The answer lies with Bin Laden's vision - an Afghan war would just make the world more unstable. The purpose of 9/1, for Bin Laden, was to provoke the west into a war they could not resist - Afghanistan. Bush and Blair quickly obliged, carelessly it now seems. For Bush in particular, after 9/11 he had the sympathy and backing of not only America but the world. The world would support America in eradicating terrorism. However the recklessness of the Afghanistan war was always likely to anger the Muslim communities, possibly causing a more wide scale war between Christians and Muslims. Not only this but the West was going to be drawn into a war they simply cannot win - as seen by the little progress achieved in ten years.

So, if the war in Afghanistan was never going to be won, then surely the War on Terror would never be won. If this is the case, then Britain may well not be any safer than before we invaded Afghanistan, terrorism would still remain potent. In fact, invading Afghanistan may lead to the eventual increase in anger and terrorism directed at the West.

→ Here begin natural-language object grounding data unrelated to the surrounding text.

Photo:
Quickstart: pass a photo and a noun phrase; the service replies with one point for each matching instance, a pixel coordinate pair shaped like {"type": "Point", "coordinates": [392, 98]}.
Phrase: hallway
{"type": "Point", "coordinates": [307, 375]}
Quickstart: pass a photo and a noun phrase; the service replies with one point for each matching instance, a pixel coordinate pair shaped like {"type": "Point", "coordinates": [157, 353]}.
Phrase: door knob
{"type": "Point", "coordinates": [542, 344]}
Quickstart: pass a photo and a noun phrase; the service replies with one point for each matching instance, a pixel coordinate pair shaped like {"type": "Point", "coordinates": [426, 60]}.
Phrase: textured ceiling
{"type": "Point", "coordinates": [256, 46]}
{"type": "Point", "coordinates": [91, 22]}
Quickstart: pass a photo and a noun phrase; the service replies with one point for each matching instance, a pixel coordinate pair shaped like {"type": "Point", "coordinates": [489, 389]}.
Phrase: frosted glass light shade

So it now looks as though the aims of the west, after 9/11 - to win the War on Terror and make Britain and USA safer places - have so far not been accomplished. This, to me begs the question, what have we been doing for the past 10 years, if not completing our goals?

Tuesday, 12 July 2011

Miliband strikes first in Phone Hacking Scandal

So as everyone on the planet will now have seen, the NotW fiasco has taken hold. The issue is painting journalists and the police in a particularly bad light, but politicians are also becoming ever more involved. Now that politicians finally have an opportunity to not only break the previous close ties with Murdoch, they have an opportunity to take on the whole Murdoch press; most are seizing the opportunity - riding the wave of public opinion. Ed Miliband surprisingly enough is showing a degree of competence and is leading the charge, affirming strongly that News corp should be thoroughly investigated and are not "fit and proper" people to take full control over BksyB. So far, this seems to be the right stance to take, in the view of the public.

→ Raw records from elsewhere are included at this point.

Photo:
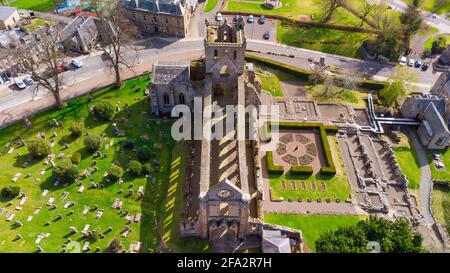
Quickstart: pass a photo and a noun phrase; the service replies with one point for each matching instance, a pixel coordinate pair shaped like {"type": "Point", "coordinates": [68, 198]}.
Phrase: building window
{"type": "Point", "coordinates": [166, 99]}
{"type": "Point", "coordinates": [181, 98]}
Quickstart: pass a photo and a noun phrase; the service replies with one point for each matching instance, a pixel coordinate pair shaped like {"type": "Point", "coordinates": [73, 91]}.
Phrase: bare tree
{"type": "Point", "coordinates": [116, 31]}
{"type": "Point", "coordinates": [41, 60]}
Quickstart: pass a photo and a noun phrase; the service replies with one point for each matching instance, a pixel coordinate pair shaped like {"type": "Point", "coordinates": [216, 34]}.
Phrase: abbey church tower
{"type": "Point", "coordinates": [225, 54]}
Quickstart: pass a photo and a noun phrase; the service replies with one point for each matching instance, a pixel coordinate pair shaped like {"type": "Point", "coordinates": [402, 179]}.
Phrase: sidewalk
{"type": "Point", "coordinates": [15, 114]}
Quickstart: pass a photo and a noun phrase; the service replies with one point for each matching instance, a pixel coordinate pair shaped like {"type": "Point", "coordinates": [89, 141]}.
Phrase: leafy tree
{"type": "Point", "coordinates": [104, 110]}
{"type": "Point", "coordinates": [66, 171]}
{"type": "Point", "coordinates": [115, 172]}
{"type": "Point", "coordinates": [135, 167]}
{"type": "Point", "coordinates": [77, 129]}
{"type": "Point", "coordinates": [439, 45]}
{"type": "Point", "coordinates": [10, 191]}
{"type": "Point", "coordinates": [92, 142]}
{"type": "Point", "coordinates": [393, 237]}
{"type": "Point", "coordinates": [39, 147]}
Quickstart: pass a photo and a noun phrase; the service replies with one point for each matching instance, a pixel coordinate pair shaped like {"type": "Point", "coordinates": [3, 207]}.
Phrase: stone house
{"type": "Point", "coordinates": [9, 17]}
{"type": "Point", "coordinates": [163, 17]}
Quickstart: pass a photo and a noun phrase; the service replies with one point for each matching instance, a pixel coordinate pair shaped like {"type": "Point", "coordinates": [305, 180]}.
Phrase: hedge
{"type": "Point", "coordinates": [271, 167]}
{"type": "Point", "coordinates": [301, 170]}
{"type": "Point", "coordinates": [304, 74]}
{"type": "Point", "coordinates": [330, 169]}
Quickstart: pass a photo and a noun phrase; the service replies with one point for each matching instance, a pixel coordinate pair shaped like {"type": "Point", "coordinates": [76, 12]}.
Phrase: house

However the government, particularly Cameron are taking a rather different stance, that is; if they have a stance - hence explaining the first strike to Miliband. For starters Cameron seems to be shying away from the issue. He is making the occasional comment, but not really tackling the issue head on, shown by his absence today in the H.o.C. Cameron has changed tack, on whether there should be judicial and police inquiries and still isn't really acting decisively. Jeremy Hunt the culture secretary, also a member of the government also seems rather afraid to tackle the issue. His decision today to transfer the BskyB bid to the competition commission instead of debating it in parliament, suggests to me he is scared to debate and make a decision on the issue.

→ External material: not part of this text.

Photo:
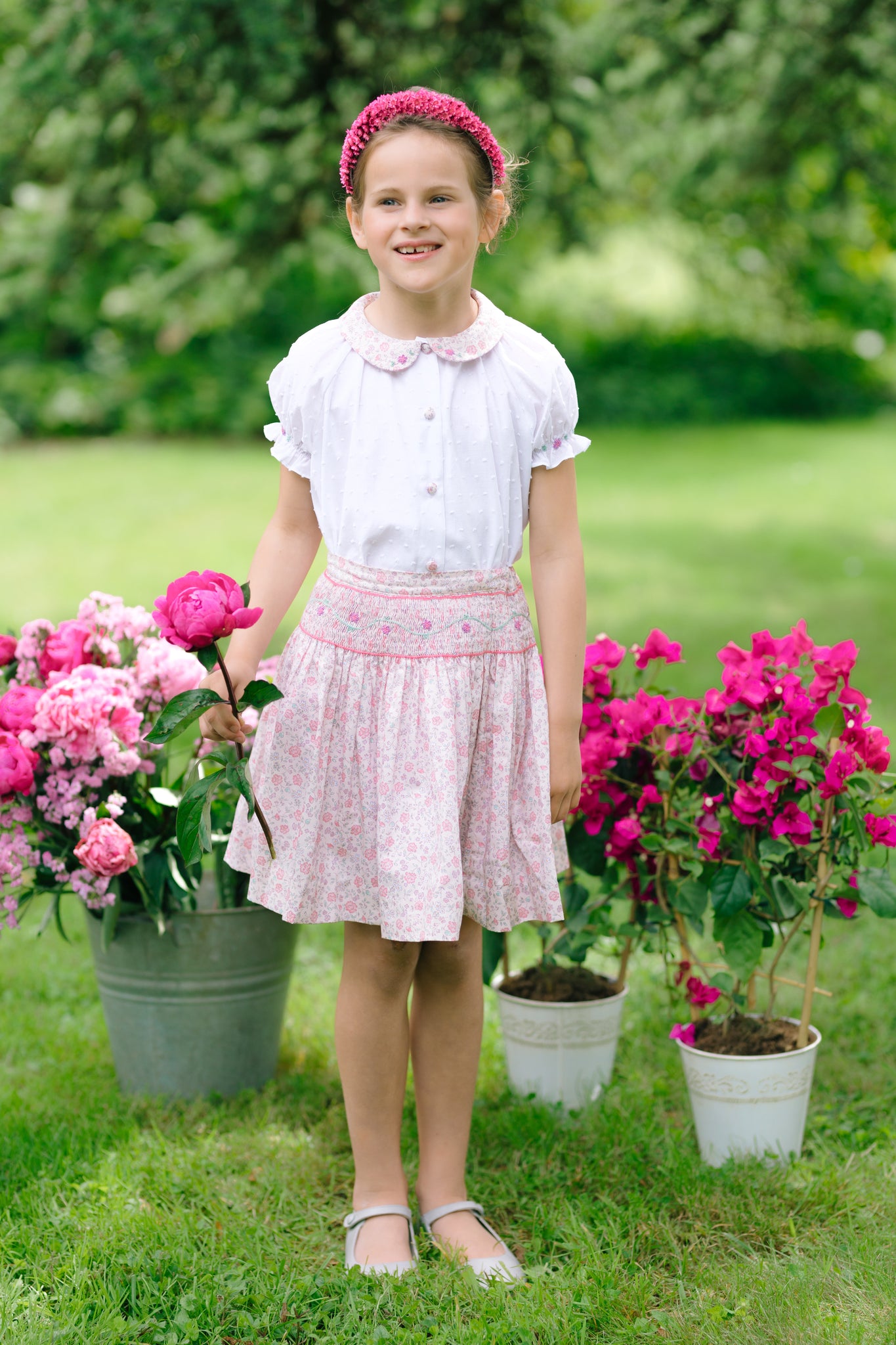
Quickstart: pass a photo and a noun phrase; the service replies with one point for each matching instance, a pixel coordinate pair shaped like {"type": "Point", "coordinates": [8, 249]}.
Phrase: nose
{"type": "Point", "coordinates": [416, 215]}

Why they seem to be avoiding the issue is as much a mystery to me as it is to you. Is Cameron fearing consequences for the coalition or is he just scared of making the wrong decision? Or does he feel that his involvement with Andy Coulson (formerly in charge of No10's communications), may associate him with the scandal and therefore doesn't want to deride the issue too much, in fear of turning public opinion against himself?  What is clear though, is that the public feel angered at Murdoch's press in particular, and would like to not only see the criminals involved prosecuted, but see the government show with authority that this illegal press activity will not be tolerated ever again.